What does “fork” mean in this chapter, and how is it different from a normal open‑source fork?A fork here means a change to Bitcoin’s consensus rules (the rules that define valid blocks and the valid UTXO set). A normal open‑source fork is just copying/modifying software; a Bitcoin consensus fork changes what different nodes consider valid, which can split the chain.
How do hard forks and soft forks differ?A hard fork relaxes rules, so New blocks may be invalid to Old nodes. A soft fork tightens rules, so New blocks remain valid to Old nodes, but some Old blocks become invalid to New nodes. In hard forks, the New branch can be wiped out unless it’s made incompatible (“wipe‑out protection”); in soft forks, the Old branch can be wiped out, and you can’t protect it without turning it into a hard fork.
What is a chain split and when can it happen?A chain split occurs when groups of nodes enforce different consensus rules and therefore extend different valid branches. It can happen in both hard and soft forks if some miners produce blocks that the other side considers invalid and both branches keep getting mined.
Why can transactions be replayed after a split, and what is replay protection?After a split, you generally hold identical UTXOs on both branches. A transaction valid on one branch may also be valid on the other, so it can be “replayed.” Replay protection changes the transaction format or validation rules so a transaction is valid on at most one branch (e.g., BCH’s FORKID), preventing unintended double spends across branches.
What is wipe‑out protection and why is it used in hard forks?Wipe‑out protection ensures the New branch can’t be reorganized back onto the Old branch by making the branches mutually incompatible (e.g., requiring the first post‑split block to violate Old rules or changing PoW). Without it, Old‑compatible New blocks risk being reorged if Old regains hashpower.
How can Bitcoin change without a consensus fork?Non‑consensus upgrades don’t change block validity, so Old and New nodes remain compatible. An example is compact block relay (BIP152), which speeds block propagation by sending short summaries instead of full blocks when peers already have most transactions.
How have soft forks been deployed historically (BIP16, BIP34/66/65)?Early methods used miner signaling: BIP16 used a coinbase text tag “/P2SH/” and a flag day; later soft forks used incremented block versions with thresholds (e.g., 75% then 95%) before enforcement. These are miner‑activated soft forks.

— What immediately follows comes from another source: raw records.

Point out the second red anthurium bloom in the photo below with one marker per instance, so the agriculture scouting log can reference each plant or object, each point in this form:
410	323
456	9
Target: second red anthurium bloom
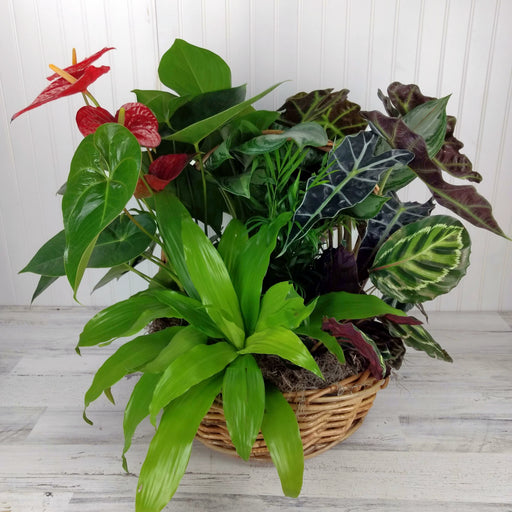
161	172
137	118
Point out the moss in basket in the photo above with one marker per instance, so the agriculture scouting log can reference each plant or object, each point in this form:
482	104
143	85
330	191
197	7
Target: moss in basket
319	245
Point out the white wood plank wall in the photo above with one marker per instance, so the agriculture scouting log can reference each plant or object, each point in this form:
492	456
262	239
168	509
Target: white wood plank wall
462	47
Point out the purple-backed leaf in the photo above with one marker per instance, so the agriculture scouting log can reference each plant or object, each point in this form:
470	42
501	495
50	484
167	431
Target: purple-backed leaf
407	320
463	200
349	333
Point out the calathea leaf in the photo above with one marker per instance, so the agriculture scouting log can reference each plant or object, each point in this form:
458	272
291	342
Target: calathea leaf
354	170
393	215
417	337
170	449
332	110
463	200
102	179
349	333
422	260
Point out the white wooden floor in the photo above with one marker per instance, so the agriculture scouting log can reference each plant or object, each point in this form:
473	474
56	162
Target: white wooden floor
439	438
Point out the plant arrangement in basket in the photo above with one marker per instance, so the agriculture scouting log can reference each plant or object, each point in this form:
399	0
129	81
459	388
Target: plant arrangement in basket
272	238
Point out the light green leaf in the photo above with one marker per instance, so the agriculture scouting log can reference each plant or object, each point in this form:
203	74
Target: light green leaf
243	400
102	179
283	343
281	433
196	132
189	369
282	306
212	281
422	260
429	121
123	319
184	340
127	359
170	449
189	69
137	409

What is BIP9 “version bits” and what are its states?BIP9 reinterprets the block version to carry multiple independent signaling bits (up to 29 features in parallel). Each feature goes through states—DEFINED → STARTED (monitor signaling) → LOCKED_IN (grace period) → ACTIVE (rules enforced) or FAILED (timeout)—with thresholds (typically 95% per 2016‑block period) using median time past for timing.

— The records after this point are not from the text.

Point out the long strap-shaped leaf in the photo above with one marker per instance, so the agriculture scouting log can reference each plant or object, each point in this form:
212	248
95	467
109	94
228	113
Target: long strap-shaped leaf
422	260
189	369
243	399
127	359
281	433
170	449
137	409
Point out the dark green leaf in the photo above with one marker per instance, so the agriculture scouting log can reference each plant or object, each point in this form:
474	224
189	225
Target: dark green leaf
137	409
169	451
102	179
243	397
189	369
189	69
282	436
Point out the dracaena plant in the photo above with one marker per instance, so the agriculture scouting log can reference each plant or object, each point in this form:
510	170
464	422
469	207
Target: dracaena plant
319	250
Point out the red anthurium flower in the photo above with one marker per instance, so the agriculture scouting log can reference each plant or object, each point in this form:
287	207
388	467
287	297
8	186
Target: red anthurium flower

Why did SegWit’s BIP9 deployment stall, and how did BIP91/BIP148 resolve it?SegWit signaling stalled well below 95%, allowing a de facto miner veto. BIP148 (a user‑activated soft fork) proposed rejecting non‑signaling blocks on a set date. BIP91 (miner‑adopted) required signaling for SegWit at 80% over short periods and began rejecting non‑signaling blocks, forcing rapid SegWit lock‑in and activation without a disruptive split.
What is a user‑activated soft fork (UASF) and who ultimately sets Bitcoin’s rules?A UASF is when users (economic majority running full nodes) enforce new rules from a chosen time/height regardless of miner signaling. Because miners need the market to value their block rewards, they tend to follow the rules users accept. Ultimately, users collectively decide the rules by choosing the software they run; miners are paid to follow those rules, not set them.